Ya los nazis habían hecho lo mismo. Sobre la superchería de un supuesto “antisemitismo científico” y la tergiversación de cuantas ideas encontraban a su paso torcidas hacia sus propósitos –por ejemplo el “superhombre” nitzscheano- construyeron un cuerpo ideológico racional y lógico que llevó a la muerte, además de a seis millones de judíos, a varias decenas de millones de europeos.
Fue un razonamiento racional el que decía que lo que no sirve hay que extirparlo; decían que de este modo procedía la naturaleza, que no hacía reparos en juicios morales.
Fue un razonamiento racional el que determinaba que una sociedad sería perfecta si sus individuos fueran perfectos; que los arios eran perfectos mientras que los no-arios eran dañinos.
Fue un razonamiento racional el que trasladó el concepto lingüísto de “ario” a la esfera biológica. Se construyeron así, con un razonamiento racional, mapas y cartas en donde se alertada a la población acerca de las características físicas de los máximos exponentes de la malformación de lo humano perfecto: los judíos.
Fue un razonamiento racional el que decidió industrializar la muerte. Después de matar de a uno a un millón y medio de judíos al principio de la invasión de la zona rusa en junio del 41, evaluaron que el método no era racional: una bala-una persona era antieconómico y además los transtornos que sufrían los pobres miembros de los Einzatsgruppen que tenían que matar artesanalmente llenaban los escritorios de los jerarcas con cartas de protesta de sus familiares. Con un razonamiento racional inventaron las fábricas de la muerte así como los métodos para deshacerse de los cadáveres y de utilizarlos, racionalmente, hasta sus últimas consecuencias.
La shoá es el exponente máximo de la aplicación de la fría racionalidad sobre lo humano y la pretensión de construir la sociedad perfecta. Su apotegma más acabado es “el fin justifica los medios”.
En el sueño comunista de la Unión Soviética pasó algo parecido. La no consideración de lo humano –envidias, ansias de poder, corruptibilidad, inseguridades, religión, etc.-, la suposición de que la razón impera por sobre todo, llevó a un sistema de injusticia y arbitrariedad que contradecía, en su esencia, la misma razón de su existencia. La traición de los soviéticos al sueño comunista tiene que ver con su estricta sujeción a una supuesta racionalidad, a la expectativa de que el motor de la razón era el más poderoso y todos se someterían con agrado a él. Otra vez la sociedad perfecta frente a la imperfección del hombre.

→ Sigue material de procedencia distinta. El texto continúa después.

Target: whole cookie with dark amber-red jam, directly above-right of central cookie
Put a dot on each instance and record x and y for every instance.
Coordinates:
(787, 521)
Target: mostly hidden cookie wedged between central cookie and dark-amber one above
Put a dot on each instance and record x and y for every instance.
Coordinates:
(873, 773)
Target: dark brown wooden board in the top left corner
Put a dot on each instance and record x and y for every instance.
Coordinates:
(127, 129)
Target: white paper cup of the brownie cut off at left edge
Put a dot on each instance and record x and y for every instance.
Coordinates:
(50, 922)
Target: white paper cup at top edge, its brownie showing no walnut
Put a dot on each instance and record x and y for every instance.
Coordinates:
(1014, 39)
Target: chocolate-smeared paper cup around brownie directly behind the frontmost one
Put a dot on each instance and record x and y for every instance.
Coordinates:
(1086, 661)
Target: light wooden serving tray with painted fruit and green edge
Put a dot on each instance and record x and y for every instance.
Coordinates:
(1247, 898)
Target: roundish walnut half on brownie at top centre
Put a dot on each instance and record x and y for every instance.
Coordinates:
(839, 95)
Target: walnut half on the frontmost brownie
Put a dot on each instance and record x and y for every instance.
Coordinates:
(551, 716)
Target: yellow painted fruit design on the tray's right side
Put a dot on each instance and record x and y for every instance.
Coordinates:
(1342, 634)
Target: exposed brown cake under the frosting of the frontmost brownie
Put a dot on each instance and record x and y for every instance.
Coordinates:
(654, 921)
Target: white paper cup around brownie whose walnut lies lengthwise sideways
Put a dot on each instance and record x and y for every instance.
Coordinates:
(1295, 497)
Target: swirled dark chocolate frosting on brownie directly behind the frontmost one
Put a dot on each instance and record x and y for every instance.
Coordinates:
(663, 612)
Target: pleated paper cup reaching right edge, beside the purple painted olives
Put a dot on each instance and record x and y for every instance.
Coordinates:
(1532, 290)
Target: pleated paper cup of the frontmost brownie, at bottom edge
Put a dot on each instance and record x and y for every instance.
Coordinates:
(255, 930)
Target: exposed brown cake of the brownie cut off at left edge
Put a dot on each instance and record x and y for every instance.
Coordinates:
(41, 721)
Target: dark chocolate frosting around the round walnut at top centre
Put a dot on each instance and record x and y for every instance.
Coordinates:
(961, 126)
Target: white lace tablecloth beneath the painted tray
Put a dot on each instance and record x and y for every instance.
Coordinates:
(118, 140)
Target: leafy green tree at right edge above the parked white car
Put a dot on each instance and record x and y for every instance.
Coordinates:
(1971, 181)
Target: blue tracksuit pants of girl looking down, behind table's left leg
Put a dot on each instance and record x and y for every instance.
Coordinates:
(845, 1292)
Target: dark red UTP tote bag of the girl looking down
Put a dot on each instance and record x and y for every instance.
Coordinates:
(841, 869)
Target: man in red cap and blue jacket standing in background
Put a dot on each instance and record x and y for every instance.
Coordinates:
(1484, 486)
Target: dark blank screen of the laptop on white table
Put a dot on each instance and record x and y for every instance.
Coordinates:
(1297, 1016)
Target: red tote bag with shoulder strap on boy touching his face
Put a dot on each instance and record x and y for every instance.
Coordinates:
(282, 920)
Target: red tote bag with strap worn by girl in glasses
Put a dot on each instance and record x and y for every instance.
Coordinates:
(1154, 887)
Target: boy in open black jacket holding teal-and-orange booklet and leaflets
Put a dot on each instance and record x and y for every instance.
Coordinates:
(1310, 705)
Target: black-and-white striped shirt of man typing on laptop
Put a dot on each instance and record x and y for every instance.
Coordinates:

Los argumentos de Daniel Baremboim son racionales. Lo que Daniel Baremboim olvida o no toma en debida consideración, es que los asistentes de sus conciertos son personas, no evaluadores objetivos de bellas construcciones armónicas, que la música se recibe por distintos receptores: oídos, piel, memoria. Algunos de ellos no pueden más que hervir de indignación cuando son expuestos a revivir el horror de ese modo tan primario gracias al poder evocador de la música.
Como han dicho otros ya: mientras haya un sobreviviente de la shoá vivo, dado que no podemos ahorrarle ningún recuerdo, ninguna humillación, ninguno de sus familiares perdidos, ahorrémosle al menos el intenso dolor de la evocación.